Salt to the Sea by Ruta Sepetys
Publishing Date: February 2
Genre: young adult, historical fiction
In 1945, World War II is drawing to a close in East Prussia, and thousands of refugees are on a desperate trek toward freedom, almost all of them with something to hide. Among them are Joana, Emilia, and Florian, whose paths converge en route to the ship that promises salvation, the Wilhelm Gustloff. Forced by circumstance to unite, the three find their strength, courage, and trust in each other tested with each step closer toward safety.
Just when it seems freedom is within their grasp, tragedy strikes. Not country, nor culture, nor status matter as all ten thousand people aboard must fight for the same thing: survival.
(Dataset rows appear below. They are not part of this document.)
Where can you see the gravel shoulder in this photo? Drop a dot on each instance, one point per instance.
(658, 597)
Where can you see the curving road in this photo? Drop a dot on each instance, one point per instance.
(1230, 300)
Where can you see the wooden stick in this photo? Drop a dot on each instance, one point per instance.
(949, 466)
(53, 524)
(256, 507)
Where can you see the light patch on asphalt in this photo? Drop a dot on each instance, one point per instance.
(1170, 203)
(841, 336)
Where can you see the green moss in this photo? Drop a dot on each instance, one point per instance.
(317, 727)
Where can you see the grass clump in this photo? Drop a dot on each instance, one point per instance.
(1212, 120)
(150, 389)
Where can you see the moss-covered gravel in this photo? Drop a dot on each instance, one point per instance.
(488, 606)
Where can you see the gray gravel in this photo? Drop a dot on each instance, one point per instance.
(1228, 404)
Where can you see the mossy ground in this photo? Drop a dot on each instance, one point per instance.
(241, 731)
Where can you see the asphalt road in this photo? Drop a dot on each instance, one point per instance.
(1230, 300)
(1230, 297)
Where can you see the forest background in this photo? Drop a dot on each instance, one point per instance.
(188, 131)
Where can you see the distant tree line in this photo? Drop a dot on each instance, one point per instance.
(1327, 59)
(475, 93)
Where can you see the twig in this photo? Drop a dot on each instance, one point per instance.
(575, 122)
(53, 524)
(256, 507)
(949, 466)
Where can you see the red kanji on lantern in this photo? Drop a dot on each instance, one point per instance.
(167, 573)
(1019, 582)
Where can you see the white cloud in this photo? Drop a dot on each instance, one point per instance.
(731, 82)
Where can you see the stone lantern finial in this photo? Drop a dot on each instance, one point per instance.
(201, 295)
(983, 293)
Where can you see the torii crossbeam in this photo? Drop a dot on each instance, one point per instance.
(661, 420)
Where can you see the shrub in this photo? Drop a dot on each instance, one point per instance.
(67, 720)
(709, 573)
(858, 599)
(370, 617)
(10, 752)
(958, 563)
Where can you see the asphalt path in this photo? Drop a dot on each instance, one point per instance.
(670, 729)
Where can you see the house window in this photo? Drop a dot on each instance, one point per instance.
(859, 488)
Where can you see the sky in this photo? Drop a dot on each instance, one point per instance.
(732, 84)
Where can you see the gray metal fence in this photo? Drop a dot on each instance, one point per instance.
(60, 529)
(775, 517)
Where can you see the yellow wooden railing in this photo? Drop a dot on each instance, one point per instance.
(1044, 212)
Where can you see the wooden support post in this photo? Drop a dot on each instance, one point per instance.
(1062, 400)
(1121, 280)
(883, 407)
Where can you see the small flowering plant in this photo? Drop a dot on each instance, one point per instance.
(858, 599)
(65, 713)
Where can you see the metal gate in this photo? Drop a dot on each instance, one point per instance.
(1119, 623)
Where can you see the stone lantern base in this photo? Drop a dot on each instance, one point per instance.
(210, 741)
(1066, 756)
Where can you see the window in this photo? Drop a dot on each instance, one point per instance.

Four young adults’ journeys to escape East Prussia and survive the war intersect in January 1945. Three of them — Joana, Emilia, and Florian, all of different backgrounds with secrets of their own — seek asylum across the waters. The fourth, Alfred, is a Nazi sailor attempting to justify assisting the “lesser races” as they flee the Russians. But when they meet on the Wilhelm Gustloff, secrets are no longer safely hidden, and spilling the truth may be their only chance at surviving the destruction of the ship.
Just as Between Shades of Gray, this book made me weep, reflect, weep, ponder, and weep some more. I’m once again left speechless, with slightly more coherent thoughts developing each day after finishing this book. Instead of trying to convince another reader with quotes, I’ll leave quick trails of thought.
HISTORY. Sepetys captured yet another Eastern European horror rarely studied in school or discussed in WWII reflections. This book is full of the devastating facts of the war in Europe, and how caught in the middle Eastern Europeans were between Germany and Russia. Like with BSOG, she takes survivors’ true accounts, changes names and snippets of their situations, and provides an informative history book that will no doubt be used in classrooms. History is important. We cannot let atrocities like these continuously happen.
WRITING. Sepetys is not a lush writer. There’s no need for exaggeration or embellishment. She provides the facts; the reader develops the emotions. She writes one line about an emaciated cow on the side of the road with burst, frozen utters — your gut clenches in this simple, painful horror. She writes one line about orphan children being passed from one group to the next so refugees can board the ship — you wonder at what point in your fight for survival you would exchange children like currency. She writes one line about a mother tossing her baby over the ship, aiming for a lifeboat, and the baby drowns in the waters — you sense the desperation, fear, and sorrow. She writes one line about Polish families refusing to leave their lands, with graves pre-dug in their gardens and a plan in place to lie in them and take their own lives when they hear of the Russians marching through — you’re a goner.
STORY. A thief, a nurse, a Pole, and a sociopath. They represent so many of the lives lost in the sinking of the Wilhelm Gustloff. Though the book covers the month of January, it’s within the few days of boarding and setting sail that all the truths come to light. As panic rises, as their fate becomes inevitable, chaos outside and within explodes.
Sepetys wrote another heart-wrenching nonfiction book masked as fiction. I cannot stress enough how important it is to read Salt to the Sea, to read Between Shades of Gray, to reflect on your life and the lives lost after reading. Sepetys understands the nature of humanity on such a deep level. I trust her completely.
Thank you, Edelweiss, for providing this book from Philomel for review.
HIGHLIGHT FOR SPOILER: Joana is Lina’s cousin from BSOG!